In the extraordinary work A Way to Leak, Lick, Leek (2016), commissioned by the Fahrenheit arts center in Los Angeles, Prouvost proposes an immersion in the American city, where “nature and oil, the rural and the urban , the elegant and the shabby”. It is the collective portrait of a group of young people fantasizing about escaping into a parallel reality, and from today’s perspective it feels like a dress rehearsal for his acclaimed Venice Biennale installation, Deep See Blue Surrounding You (2019), the chronicle of a road trip through French geography, along with various musicians and dancers, immersed in a festive flight forward It could be the leitmotif of a work based on the magical thinking of children and the insane afterwards seeks to “rekindle joy” in our tormented relationship with the world.Prouvost completes his videos with found objects, as in Lewis Carroll’s Alice’s Mirror Game seems to have jumped from the other side of the screen, only in an (even more) smoked version.

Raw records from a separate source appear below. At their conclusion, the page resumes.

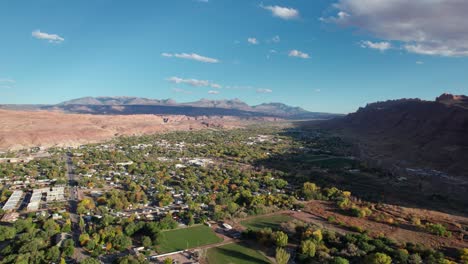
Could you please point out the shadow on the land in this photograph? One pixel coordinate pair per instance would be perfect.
(240, 256)
(365, 179)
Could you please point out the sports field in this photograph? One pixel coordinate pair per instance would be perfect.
(185, 238)
(273, 222)
(235, 253)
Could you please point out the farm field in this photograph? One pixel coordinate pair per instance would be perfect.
(273, 222)
(236, 253)
(180, 239)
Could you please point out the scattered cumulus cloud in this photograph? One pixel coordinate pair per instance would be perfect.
(6, 83)
(53, 38)
(427, 27)
(264, 90)
(179, 90)
(6, 80)
(194, 82)
(382, 46)
(298, 54)
(286, 13)
(190, 56)
(252, 41)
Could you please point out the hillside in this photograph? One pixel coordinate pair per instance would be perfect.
(411, 132)
(124, 105)
(24, 129)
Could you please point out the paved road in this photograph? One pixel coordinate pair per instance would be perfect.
(73, 203)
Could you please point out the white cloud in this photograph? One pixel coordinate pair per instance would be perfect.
(382, 46)
(252, 41)
(191, 56)
(5, 80)
(427, 27)
(179, 90)
(194, 82)
(298, 54)
(50, 37)
(282, 12)
(264, 90)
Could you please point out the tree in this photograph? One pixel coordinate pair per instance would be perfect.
(308, 248)
(7, 232)
(81, 224)
(464, 256)
(53, 254)
(378, 258)
(282, 257)
(414, 259)
(68, 247)
(146, 241)
(281, 239)
(311, 191)
(90, 261)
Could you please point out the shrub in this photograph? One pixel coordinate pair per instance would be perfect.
(378, 258)
(437, 229)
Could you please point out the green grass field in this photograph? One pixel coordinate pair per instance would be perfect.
(272, 222)
(180, 239)
(235, 254)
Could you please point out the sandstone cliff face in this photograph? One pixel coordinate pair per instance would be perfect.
(422, 133)
(23, 129)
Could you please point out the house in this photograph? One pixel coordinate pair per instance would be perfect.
(11, 217)
(60, 238)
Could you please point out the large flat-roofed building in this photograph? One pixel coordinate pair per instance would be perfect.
(13, 201)
(52, 194)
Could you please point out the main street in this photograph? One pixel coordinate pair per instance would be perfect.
(73, 200)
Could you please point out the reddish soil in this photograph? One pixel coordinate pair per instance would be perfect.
(23, 129)
(404, 231)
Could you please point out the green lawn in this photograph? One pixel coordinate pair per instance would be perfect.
(235, 254)
(183, 238)
(273, 221)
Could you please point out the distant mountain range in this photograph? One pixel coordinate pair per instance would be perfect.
(125, 105)
(425, 134)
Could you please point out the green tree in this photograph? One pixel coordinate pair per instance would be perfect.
(90, 261)
(7, 232)
(414, 259)
(68, 248)
(308, 248)
(378, 258)
(53, 254)
(464, 256)
(339, 260)
(280, 238)
(146, 241)
(282, 257)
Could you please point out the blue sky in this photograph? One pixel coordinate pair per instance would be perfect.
(330, 56)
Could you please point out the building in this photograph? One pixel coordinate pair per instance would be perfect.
(52, 194)
(11, 217)
(13, 201)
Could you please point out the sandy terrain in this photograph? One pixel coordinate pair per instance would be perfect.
(22, 129)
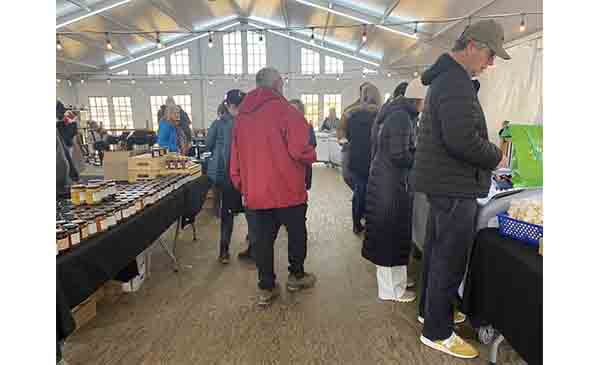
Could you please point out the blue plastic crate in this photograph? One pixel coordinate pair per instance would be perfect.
(519, 230)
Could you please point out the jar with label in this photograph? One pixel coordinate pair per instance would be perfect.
(92, 194)
(83, 231)
(62, 240)
(89, 219)
(76, 191)
(74, 235)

His first works criticized the saturation of images with a snobbish detachment. The last speak of melting seas
After a pleasant but harmless virtual reality experience, Surrounding You (2022), which Prouvost assures was shot “in a Belgian desert” – fiction is inseparable from its practice – comes the show’s narrative climax. His new video “Four For See Beauties” presents an alternative genesis in which one manages to return to the womb. It puts forward the poetic hypothesis of starting over. And to do everything a little better than in the first attempt, as individuals and as people (or “creatures of water”, as the artist prefers to say). In an intrauterine red-hued room, the artist films her daughter Esmé Blue (a baby name that only seems to be up there with Prouvost and Beyoncé) in a Finnish sauna where octopuses are once again plentiful. . Born just a few months ago, the girl also stars in a series of paintings that Prouvost is exhibiting at Madrid’s Carlier Gebauer gallery until the end of the month, along with the Murano glass sea sculptures he has already taken to Venice.
Comparing works from more than a decade ago with those from the day before yesterday can lead to error. The medium is similar, but not always its content. Her first videos alluded to the unrestrained consumption of images and the concomitant saturation of meaning, a very 2010s theme that she formulated with ironic and slightly snobbish detachment. The latter have shed this superficial shell: they speak to us superficially, with a sense of urgency, about a world where the seas are melting and our identity is merging with them. And in which no one knows where the idea of a common horizon ended up, although that was perhaps also a fiction, perhaps the most sophisticated of all. We never quite understood that old Broodthaers phrase: “I don’t believe in art forms, I believe in phenomena”. When suddenly Laure Prouvost appeared.
‘In the depths the heat escapes’. Laura Prouvost. The burning house. Madrid. Until January 8, 2023.